What to Do During a House Fire
Evacuate. If your house catches on fire, get out immediately. Fire extinguishers can be used on small, contained fires, but if the threat is any larger than that, evacuation should be your absolute first concern—even before calling the fire department. Fires can spread throughout an entire house in just a few minutes, so you must use every spare second you have to get yourself safely outside. Once you are in a safe space, call for help, and do not reenter the house for any reason.
If you are inside a room when you hear a smoke alarm go off, feel the door before opening it. If the door or its handle is hot, do not open it; go out a window instead. If there are no windows in the room or you cannot safely exit through the window, place a damp cloth or tape along the bottom of the door to prevent smoke from coming in. Then, call the fire department, and wave a bright cloth or flashlight out the window to alert others to where you are.
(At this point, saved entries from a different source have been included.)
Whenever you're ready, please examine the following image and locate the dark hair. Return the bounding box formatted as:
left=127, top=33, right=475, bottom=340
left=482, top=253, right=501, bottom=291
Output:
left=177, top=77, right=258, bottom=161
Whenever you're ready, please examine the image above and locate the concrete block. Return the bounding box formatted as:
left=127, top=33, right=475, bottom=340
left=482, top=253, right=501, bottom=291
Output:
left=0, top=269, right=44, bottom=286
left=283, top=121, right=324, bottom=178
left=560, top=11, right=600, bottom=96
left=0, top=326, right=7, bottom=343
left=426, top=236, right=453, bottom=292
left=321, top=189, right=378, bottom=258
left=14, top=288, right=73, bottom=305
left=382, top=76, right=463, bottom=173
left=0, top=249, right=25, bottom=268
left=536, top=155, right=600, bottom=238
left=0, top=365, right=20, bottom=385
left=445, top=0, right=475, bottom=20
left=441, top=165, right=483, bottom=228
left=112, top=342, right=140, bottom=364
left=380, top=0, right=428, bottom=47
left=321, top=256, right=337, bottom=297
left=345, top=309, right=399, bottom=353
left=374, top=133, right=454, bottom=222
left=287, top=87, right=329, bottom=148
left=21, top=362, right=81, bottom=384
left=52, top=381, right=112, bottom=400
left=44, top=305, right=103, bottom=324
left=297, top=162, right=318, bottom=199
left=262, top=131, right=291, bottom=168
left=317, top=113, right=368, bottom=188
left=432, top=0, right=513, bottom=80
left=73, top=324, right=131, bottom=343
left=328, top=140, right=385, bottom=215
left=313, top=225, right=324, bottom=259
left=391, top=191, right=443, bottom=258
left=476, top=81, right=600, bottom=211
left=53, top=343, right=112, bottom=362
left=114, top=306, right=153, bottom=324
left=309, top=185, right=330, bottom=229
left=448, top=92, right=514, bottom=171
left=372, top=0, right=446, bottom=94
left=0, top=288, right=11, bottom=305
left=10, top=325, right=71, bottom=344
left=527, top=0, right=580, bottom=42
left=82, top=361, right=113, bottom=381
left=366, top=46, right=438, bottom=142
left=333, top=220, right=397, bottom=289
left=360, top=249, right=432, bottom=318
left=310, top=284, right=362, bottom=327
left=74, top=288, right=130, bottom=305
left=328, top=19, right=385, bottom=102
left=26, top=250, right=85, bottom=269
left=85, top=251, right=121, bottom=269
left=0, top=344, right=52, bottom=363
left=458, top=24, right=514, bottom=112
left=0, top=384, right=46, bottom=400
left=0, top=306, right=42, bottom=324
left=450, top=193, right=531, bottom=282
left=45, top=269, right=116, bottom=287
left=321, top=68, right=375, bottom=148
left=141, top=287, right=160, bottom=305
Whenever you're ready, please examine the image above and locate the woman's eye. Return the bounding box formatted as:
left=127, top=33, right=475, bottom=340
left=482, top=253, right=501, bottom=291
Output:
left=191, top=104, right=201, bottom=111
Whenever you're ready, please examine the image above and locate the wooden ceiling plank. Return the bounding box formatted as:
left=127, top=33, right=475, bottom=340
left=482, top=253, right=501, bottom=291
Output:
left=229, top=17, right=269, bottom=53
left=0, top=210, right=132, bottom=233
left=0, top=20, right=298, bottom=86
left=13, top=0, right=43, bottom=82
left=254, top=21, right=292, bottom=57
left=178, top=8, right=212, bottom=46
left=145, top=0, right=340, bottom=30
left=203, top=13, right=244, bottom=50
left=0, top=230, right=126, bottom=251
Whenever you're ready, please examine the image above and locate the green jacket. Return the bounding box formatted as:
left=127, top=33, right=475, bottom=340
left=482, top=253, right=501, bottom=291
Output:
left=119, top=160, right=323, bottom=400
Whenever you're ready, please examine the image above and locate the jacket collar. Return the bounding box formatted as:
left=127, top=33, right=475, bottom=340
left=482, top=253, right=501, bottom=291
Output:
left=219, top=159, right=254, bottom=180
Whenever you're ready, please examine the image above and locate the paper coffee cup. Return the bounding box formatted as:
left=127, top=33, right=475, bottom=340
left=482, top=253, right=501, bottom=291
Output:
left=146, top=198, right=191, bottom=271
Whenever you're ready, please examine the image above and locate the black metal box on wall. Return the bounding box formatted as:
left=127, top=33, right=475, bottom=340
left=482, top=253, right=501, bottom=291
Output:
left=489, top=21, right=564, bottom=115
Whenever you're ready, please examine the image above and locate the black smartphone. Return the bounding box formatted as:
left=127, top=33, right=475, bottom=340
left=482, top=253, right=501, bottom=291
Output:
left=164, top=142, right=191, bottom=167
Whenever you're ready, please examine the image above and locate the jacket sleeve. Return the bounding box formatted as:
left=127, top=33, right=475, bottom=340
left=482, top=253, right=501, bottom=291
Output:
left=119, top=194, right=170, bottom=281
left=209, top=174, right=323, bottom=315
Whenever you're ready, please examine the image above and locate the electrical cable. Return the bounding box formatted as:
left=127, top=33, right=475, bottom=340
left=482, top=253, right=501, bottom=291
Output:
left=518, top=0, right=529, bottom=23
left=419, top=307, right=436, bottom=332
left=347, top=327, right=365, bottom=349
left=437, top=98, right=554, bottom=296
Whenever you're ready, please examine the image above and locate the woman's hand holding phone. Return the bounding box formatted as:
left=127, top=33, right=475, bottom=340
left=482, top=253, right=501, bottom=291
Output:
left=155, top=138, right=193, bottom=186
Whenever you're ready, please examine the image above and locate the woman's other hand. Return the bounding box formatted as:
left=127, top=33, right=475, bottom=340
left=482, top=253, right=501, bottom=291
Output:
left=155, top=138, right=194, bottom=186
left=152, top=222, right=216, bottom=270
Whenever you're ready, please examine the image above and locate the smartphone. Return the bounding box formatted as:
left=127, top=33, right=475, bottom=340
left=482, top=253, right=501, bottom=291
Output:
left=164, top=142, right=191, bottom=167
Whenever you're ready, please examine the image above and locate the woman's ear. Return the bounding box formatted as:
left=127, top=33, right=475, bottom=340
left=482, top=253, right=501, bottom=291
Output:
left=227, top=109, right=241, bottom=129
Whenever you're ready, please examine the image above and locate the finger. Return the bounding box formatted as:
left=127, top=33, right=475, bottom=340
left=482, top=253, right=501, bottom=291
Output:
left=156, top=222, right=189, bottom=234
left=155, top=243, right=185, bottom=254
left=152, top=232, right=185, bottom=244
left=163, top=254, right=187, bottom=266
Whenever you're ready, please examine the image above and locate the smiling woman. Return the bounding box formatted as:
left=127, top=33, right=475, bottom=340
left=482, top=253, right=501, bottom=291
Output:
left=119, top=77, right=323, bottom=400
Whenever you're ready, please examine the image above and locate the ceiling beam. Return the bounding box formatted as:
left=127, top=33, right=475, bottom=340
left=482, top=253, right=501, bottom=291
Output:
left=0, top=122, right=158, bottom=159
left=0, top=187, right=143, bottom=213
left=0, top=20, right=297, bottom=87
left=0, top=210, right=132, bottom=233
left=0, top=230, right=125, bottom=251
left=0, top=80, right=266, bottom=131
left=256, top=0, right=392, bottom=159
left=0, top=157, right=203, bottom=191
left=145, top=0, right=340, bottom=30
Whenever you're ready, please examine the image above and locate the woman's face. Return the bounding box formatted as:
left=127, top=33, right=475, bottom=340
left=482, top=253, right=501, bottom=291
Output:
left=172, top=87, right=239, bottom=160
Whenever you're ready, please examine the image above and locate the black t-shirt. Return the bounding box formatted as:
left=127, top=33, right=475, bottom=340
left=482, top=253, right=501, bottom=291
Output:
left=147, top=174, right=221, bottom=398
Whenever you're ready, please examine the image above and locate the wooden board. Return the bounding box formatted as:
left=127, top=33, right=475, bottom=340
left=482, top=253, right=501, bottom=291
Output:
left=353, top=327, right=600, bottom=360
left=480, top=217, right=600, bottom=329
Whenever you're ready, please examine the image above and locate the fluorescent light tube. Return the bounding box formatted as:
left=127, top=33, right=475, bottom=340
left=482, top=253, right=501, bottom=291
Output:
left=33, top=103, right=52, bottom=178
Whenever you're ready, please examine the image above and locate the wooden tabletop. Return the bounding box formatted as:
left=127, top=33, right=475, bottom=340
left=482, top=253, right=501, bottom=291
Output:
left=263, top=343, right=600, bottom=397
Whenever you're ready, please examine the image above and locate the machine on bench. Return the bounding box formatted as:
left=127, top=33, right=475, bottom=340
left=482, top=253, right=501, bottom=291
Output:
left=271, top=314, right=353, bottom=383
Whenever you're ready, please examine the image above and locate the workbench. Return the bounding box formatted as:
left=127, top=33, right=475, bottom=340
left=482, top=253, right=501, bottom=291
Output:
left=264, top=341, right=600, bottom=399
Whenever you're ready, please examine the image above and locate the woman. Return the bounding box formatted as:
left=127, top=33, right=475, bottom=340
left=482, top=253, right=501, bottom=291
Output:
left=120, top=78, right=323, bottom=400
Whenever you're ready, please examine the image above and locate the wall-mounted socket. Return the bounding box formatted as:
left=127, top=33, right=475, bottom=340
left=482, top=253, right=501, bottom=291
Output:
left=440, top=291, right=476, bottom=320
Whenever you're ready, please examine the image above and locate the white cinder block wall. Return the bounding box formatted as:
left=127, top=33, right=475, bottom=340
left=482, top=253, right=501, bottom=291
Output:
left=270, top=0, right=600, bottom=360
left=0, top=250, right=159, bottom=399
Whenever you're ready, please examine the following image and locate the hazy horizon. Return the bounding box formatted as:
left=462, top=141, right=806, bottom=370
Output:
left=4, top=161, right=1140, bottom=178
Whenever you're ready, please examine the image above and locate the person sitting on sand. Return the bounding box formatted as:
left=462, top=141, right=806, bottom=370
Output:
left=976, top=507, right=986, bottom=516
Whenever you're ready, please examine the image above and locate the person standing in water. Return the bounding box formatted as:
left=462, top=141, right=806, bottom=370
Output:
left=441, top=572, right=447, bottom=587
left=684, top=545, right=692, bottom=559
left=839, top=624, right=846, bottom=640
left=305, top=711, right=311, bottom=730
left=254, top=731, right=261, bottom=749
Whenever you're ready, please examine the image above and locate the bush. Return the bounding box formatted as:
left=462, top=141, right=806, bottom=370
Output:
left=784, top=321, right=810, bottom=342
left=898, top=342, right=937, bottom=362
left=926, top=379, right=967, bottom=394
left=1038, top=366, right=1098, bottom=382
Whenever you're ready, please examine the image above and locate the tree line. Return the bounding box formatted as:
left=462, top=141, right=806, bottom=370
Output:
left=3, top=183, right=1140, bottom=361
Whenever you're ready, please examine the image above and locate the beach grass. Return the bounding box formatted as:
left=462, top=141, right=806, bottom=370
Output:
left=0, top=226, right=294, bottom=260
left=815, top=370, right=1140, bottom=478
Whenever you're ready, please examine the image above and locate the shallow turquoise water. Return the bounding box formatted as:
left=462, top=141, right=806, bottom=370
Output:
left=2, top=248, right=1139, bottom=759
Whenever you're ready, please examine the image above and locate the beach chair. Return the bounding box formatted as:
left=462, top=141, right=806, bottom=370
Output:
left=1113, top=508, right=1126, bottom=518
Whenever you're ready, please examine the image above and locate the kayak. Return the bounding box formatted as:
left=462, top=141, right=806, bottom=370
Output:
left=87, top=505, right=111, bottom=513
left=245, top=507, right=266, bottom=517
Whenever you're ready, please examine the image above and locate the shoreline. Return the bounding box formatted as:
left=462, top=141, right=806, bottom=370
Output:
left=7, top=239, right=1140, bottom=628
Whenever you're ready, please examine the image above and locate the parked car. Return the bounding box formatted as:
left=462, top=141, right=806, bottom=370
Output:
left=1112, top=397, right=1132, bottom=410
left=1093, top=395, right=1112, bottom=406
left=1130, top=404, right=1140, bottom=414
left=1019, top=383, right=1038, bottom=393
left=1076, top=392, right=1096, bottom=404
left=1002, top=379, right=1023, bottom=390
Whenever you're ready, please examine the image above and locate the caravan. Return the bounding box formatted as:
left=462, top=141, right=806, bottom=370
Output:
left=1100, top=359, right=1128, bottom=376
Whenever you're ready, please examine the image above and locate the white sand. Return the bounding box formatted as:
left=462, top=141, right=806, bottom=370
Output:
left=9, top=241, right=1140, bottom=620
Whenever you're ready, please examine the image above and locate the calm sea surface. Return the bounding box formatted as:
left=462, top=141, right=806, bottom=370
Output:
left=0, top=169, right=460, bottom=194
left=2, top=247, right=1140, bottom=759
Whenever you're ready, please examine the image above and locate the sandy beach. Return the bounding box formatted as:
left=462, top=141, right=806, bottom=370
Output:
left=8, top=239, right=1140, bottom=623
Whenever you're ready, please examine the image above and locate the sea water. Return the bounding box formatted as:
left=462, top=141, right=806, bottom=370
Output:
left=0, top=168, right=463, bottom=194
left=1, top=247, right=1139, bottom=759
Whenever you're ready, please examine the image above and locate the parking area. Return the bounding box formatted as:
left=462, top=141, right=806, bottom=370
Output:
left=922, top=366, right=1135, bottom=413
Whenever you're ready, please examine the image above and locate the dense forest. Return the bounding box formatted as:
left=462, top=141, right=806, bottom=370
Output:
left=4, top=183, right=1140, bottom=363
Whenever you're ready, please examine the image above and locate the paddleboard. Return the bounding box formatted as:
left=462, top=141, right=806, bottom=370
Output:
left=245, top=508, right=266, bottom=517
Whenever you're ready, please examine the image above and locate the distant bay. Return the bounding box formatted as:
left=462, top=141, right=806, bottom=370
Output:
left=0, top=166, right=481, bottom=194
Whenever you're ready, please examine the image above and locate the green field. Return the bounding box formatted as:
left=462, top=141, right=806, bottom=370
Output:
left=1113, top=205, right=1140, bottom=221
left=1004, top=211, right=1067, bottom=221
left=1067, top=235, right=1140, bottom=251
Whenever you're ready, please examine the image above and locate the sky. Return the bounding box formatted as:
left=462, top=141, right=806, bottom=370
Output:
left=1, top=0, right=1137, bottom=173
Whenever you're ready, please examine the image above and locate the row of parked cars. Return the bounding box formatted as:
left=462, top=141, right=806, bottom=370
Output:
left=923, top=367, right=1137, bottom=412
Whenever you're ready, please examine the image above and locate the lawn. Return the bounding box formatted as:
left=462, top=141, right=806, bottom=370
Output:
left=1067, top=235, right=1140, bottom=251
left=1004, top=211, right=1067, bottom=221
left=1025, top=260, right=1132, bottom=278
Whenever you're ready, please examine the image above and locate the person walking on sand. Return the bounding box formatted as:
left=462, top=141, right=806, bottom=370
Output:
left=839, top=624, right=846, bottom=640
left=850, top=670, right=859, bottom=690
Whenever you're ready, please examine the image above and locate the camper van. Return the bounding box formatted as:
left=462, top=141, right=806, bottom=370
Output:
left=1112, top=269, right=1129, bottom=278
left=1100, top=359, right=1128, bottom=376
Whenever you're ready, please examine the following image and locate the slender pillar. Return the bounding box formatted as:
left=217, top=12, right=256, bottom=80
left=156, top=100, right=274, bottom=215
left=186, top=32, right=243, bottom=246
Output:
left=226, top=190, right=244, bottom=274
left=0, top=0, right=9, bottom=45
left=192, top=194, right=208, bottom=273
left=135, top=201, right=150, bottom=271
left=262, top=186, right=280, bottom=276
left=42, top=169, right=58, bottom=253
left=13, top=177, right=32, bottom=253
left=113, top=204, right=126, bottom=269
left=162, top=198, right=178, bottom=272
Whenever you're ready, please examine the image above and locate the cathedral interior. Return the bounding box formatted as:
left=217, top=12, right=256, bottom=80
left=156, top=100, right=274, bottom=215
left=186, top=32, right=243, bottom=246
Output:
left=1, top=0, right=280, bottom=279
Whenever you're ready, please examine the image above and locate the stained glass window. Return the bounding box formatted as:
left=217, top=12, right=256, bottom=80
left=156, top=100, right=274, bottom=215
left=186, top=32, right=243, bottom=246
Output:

Avoid injury. “Stop, drop, and roll” isn’t just a saying for kids. If any part of your clothing catches on fire, drop to the floor right away, cover your face with your hands, and roll around to smother the flames. It is also best to crawl low under smoke to keep yourself from breathing in too much of the toxic air. Smoke inhalation can severely damage your respiratory system or knock you unconscious and keep you from getting out of the house safely.
Fire safety must be taken seriously for the sake of your home, yourself, and your family. Fires can easily result in death, serious injury, and destruction, so make sure to educate yourself and take the appropriate actions to avoid devastation.